The new 18.6m span crane has three crabs. Two, each with a 16.5t SWL and connected by a beam, tandem lift the paper reels after they have been wound on machine No. 2. The reels are 5m long, 2.4m in diameter and weigh 22t. They are transported either to an interim storage area or to a further processing point in a linear arrangement behind the paper making machine. The centre 30t crab is to assist with maintenance work on the paper making machine.

R. Stahl's Hannover branch, together with the crane factory in Ettlingen near Karlsruhe, designed an extremely low headroom crane with a high natural frequency of >=4Hz and a deflection of less than 1/1,200 of the bridge length, as demanded by the customer. This was necessary to prevent the crane from oscillating too much, even under full load and at a speed of 40m/min, and to enable the load to be set down accurately. Dimensions of the existing SAPPI bay into which the crane had to be lifted dictated the low overall headroom of 1,465mm. In addition to the new three crab crane three more run on the 170m long crane runway which is 8.7m from the ground - two for unloading the paper making machines and a small maintenance crane.

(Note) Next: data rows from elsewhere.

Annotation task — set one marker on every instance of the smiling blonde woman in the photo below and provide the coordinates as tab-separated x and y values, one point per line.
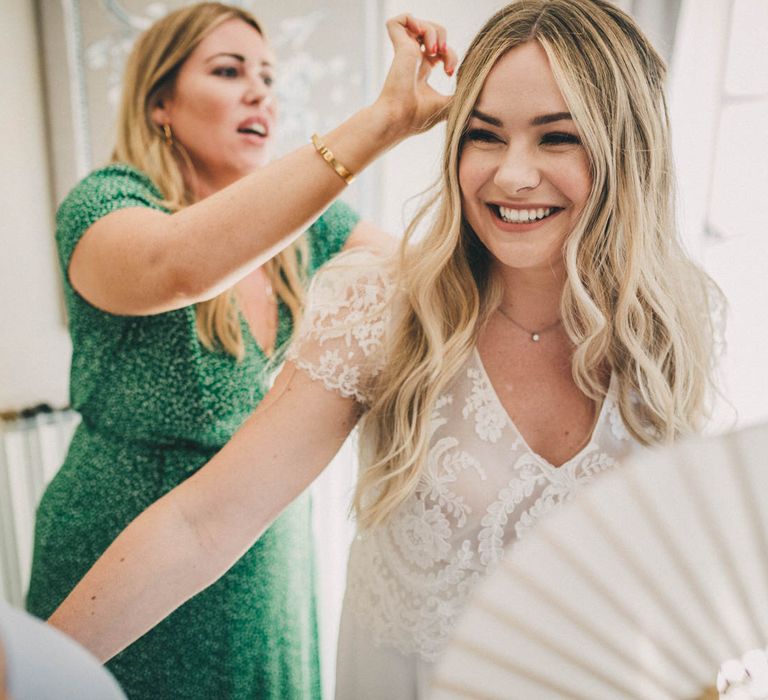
546	327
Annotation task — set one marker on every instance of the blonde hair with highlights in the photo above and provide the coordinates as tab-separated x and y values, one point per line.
632	302
150	74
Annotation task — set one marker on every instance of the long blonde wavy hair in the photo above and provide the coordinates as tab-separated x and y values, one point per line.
150	74
632	302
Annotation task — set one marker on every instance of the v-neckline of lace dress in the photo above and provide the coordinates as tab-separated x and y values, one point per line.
586	447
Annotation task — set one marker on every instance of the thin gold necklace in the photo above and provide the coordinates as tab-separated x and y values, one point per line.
534	334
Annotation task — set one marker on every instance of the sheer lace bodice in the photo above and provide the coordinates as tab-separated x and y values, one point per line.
483	487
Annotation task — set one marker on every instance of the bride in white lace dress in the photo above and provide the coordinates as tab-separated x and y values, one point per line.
546	325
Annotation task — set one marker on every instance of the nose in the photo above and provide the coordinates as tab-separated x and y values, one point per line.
258	92
517	171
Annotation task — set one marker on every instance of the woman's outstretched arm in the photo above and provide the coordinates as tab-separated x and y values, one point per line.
186	540
140	261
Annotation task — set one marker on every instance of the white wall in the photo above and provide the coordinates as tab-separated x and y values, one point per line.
34	346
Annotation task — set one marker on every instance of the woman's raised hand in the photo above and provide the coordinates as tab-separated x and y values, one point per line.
407	96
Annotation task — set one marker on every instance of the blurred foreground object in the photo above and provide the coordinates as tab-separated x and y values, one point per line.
651	580
41	663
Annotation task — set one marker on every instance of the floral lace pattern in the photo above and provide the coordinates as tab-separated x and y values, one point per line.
482	488
340	340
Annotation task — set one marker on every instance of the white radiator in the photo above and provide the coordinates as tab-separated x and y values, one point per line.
31	451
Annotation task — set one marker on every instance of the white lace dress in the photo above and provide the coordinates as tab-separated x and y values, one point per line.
409	580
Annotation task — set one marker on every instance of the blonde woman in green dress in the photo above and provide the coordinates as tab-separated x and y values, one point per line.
185	262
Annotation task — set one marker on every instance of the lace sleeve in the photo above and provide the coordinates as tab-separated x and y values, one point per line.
341	339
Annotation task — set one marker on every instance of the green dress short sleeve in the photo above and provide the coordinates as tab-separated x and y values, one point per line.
117	186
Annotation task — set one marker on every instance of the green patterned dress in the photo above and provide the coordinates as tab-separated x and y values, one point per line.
156	406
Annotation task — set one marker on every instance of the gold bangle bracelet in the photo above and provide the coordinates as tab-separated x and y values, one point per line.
327	155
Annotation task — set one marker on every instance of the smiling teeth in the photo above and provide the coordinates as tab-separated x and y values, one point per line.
524	215
259	129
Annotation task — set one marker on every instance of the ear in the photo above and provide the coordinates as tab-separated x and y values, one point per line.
161	112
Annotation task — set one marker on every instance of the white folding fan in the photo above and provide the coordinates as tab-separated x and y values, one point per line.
639	589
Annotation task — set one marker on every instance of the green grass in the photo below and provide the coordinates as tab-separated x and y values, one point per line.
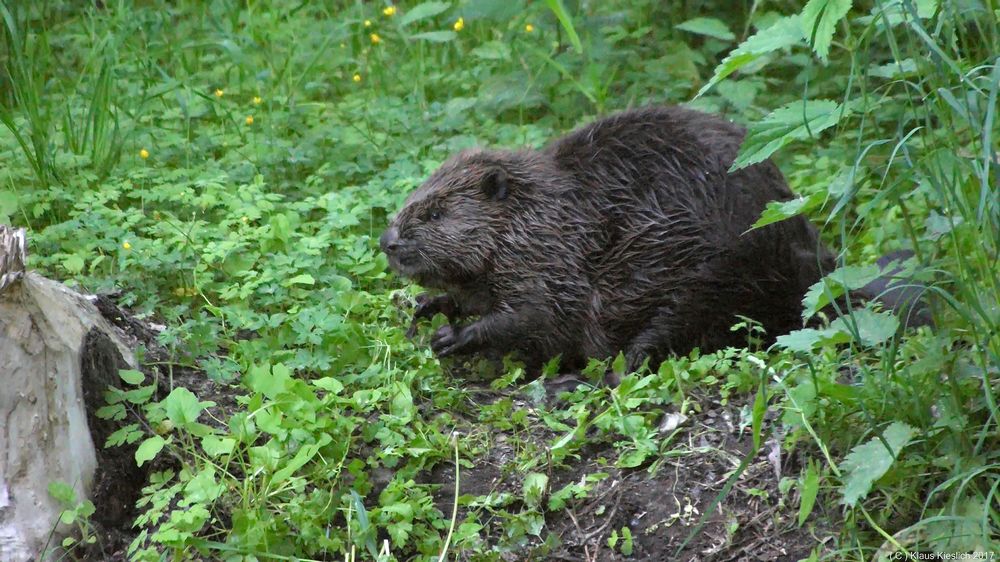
130	154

Optical sensors prevent the new crane from colliding with neighbouring cranes.

The end carriages had to be divided and designed with four wheels on each side to cope with the high weight of the crane and the limited carrying capacity of the runway. All three crabs are classified H3/B4 and have the Stahl AS 7080 wire rope hoist rated 2M. Hoisting speeds are 5/0.8m/min. Features of this hoist which has been in production for many years, are compact dimensions, powerful drive and long rope lengths, Stahl says.

Conventional contactor control is fitted which operates in the 60°C ambient temperature, 10m up in the air, without any additional cooling. Integrated with the crane control is a microprocessor-controlled SLE (Stahl electronic load monitor) module for electronic control and monitoring of the hoist motors. Hoist motor starting and braking characteristics are controlled by the SLE, as is the electrically activated hoist brake, and it also monitors hoist motor temperature. Separate smooth start modules are fitted for crab and crane travel.

Operation is by a push button controller via which one of three programs are chosen, depending on the task:

•Program 0: All crabs operated independently.

•Program 1: Joint operation of the two outer 16.5t crabs, for moving the paper reels, with a fixed distance between hooks of 5,400mm. The crabs align themselves automatically when the travel button is pressed.

•Program 2: Joint operation of the two outer 16.5t crabs with a fixed but freely selectable distance between hooks.

As the total hoisted load of the three crabs considerably exceeds the safe working load of the bridge, a cumulative load circuit is integrated into the control. This monitors the loads actually suspended from the crane and prevents more than 30t from being attached to the crabs. At the same time the load cumulation function serves as an overload control and records all operating conditions and load spectra.

Due to the long (20m) hook paths in the paper-making bay, reeving for true vertical lift was chosen, and the wide design of the bottom hook blocks makes it easier to move loads more smoothly.